Festnahme bei weiterem Verkaufsversuch

Bei einem weiteren Verkaufsversuch konnten Beamte der Polizeiinspektion Kärntnertorpassage den Verdächtigen am Opernring vorläufig festnehmen.

Bei der Personsdurchsuchung stellten die Polizisten fünf kabellose Kopfhörer sicher. Auf Anordnung der Staatsanwaltschaft Wien wurde anschließend eine Hausdurchsuchung durchgeführt. Dabei wurden acht weitere gefälschte Kopfhörer sowie gefälschte Rechnungen sichergestellt.

Der Beschuldigte verweigerte die Aussage. Auf Anordnung der Staatsanwaltschaft Wien wurde er auf freiem Fuß angezeigt. Die Ermittlungen dauern an, da der Verdacht besteht, dass weitere Betrugshandlungen vorliegen könnten.

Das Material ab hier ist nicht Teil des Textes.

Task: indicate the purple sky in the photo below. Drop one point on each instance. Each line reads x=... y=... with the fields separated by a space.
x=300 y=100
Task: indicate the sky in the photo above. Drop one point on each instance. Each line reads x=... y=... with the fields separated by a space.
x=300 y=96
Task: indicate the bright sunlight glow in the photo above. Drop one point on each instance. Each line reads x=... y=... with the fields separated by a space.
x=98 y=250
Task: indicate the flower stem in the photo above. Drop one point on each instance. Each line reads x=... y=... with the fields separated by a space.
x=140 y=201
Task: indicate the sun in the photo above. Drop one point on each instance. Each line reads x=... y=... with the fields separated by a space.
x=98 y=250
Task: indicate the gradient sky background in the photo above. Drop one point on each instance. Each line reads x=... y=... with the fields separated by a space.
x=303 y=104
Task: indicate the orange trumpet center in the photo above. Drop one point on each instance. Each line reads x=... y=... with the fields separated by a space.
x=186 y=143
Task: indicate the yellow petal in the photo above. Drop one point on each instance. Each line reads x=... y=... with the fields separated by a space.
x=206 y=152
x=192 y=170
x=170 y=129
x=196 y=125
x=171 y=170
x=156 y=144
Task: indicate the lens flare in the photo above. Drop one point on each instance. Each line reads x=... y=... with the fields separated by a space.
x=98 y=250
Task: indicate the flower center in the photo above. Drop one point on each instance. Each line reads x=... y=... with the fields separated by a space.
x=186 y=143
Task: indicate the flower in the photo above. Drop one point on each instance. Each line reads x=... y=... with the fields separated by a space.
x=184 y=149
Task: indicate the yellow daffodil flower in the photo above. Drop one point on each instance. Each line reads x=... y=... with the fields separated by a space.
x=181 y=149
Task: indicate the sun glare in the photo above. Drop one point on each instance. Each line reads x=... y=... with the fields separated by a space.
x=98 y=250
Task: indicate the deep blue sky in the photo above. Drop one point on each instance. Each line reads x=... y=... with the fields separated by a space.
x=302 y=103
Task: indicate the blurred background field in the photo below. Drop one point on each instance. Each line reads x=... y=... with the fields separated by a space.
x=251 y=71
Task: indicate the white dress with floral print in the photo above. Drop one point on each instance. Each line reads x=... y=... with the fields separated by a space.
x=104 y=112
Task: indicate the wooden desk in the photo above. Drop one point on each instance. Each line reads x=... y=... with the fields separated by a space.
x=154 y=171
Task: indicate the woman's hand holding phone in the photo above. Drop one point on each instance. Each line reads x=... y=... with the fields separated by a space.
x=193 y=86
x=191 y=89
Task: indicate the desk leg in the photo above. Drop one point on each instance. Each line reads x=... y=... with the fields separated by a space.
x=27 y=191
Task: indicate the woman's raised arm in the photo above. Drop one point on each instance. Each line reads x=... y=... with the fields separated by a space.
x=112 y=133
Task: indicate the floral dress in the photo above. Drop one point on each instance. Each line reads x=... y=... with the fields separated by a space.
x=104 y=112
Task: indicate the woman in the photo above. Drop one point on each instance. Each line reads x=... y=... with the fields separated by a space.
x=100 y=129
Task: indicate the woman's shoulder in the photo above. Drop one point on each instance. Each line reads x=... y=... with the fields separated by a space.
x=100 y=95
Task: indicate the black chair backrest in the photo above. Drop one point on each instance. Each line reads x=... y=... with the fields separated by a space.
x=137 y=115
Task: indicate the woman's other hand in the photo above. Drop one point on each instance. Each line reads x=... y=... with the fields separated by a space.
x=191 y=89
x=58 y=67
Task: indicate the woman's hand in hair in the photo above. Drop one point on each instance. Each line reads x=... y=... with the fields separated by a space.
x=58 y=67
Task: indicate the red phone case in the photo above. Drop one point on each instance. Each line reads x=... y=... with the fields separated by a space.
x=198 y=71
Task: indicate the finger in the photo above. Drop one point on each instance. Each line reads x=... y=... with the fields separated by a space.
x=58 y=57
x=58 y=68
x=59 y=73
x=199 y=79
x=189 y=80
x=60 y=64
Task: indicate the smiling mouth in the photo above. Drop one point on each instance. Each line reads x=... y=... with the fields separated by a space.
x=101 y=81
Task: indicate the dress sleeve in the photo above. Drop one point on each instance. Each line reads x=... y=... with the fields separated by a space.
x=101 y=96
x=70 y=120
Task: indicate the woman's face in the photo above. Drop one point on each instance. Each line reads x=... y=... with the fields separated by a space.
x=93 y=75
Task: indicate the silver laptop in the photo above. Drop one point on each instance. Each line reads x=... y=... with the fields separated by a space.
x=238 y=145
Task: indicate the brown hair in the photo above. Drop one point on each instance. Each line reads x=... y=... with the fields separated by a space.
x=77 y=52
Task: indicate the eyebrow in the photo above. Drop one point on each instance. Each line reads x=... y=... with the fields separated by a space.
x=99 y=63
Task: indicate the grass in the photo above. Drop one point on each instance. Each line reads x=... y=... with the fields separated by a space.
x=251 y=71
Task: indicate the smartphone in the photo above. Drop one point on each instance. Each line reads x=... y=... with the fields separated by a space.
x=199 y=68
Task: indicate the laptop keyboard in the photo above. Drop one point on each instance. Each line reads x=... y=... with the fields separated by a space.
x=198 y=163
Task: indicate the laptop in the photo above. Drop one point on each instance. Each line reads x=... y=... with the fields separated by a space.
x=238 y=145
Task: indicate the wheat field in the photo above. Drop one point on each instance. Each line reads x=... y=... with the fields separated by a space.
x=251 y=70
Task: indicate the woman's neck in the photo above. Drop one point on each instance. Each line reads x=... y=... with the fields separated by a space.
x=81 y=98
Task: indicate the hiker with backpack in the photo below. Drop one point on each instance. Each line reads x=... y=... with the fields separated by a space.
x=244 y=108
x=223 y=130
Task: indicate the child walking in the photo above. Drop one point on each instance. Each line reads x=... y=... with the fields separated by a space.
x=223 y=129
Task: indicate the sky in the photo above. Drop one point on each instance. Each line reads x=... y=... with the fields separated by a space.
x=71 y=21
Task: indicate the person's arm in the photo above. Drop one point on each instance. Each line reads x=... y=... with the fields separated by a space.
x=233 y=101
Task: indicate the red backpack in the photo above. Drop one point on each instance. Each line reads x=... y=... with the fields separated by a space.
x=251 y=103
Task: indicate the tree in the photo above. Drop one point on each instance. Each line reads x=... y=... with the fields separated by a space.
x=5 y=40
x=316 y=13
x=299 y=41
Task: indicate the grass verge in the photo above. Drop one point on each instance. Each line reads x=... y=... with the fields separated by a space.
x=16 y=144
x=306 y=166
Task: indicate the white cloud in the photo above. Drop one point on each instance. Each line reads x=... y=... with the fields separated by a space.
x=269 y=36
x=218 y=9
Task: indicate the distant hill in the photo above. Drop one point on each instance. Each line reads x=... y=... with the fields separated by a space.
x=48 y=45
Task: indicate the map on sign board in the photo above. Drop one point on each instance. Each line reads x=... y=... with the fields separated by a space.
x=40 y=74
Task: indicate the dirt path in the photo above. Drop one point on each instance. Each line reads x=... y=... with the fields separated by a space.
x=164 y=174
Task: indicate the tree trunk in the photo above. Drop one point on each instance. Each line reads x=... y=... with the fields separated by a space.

Vorsicht bei Online-Käufen

Der Fall zeigt, dass gefälschte Elektronikprodukte weiterhin über Onlineplattformen in Umlauf gebracht werden. Käufer sollten insbesondere bei vermeintlichen Markenprodukten vorsichtig sein, wenn:

  • der Preis deutlich unter dem üblichen Marktwert liegt
  • keine originalen Rechnungen oder Garantienachweise vorliegen
  • der Verkauf über private Treffpunkte statt über geprüfte Händler erfolgt

Im Zweifelsfall empfiehlt es sich, Produkte direkt bei autorisierten Händlern zu erwerben. So lässt sich das Risiko von Betrug oder Produktfälschungen deutlich reduzieren.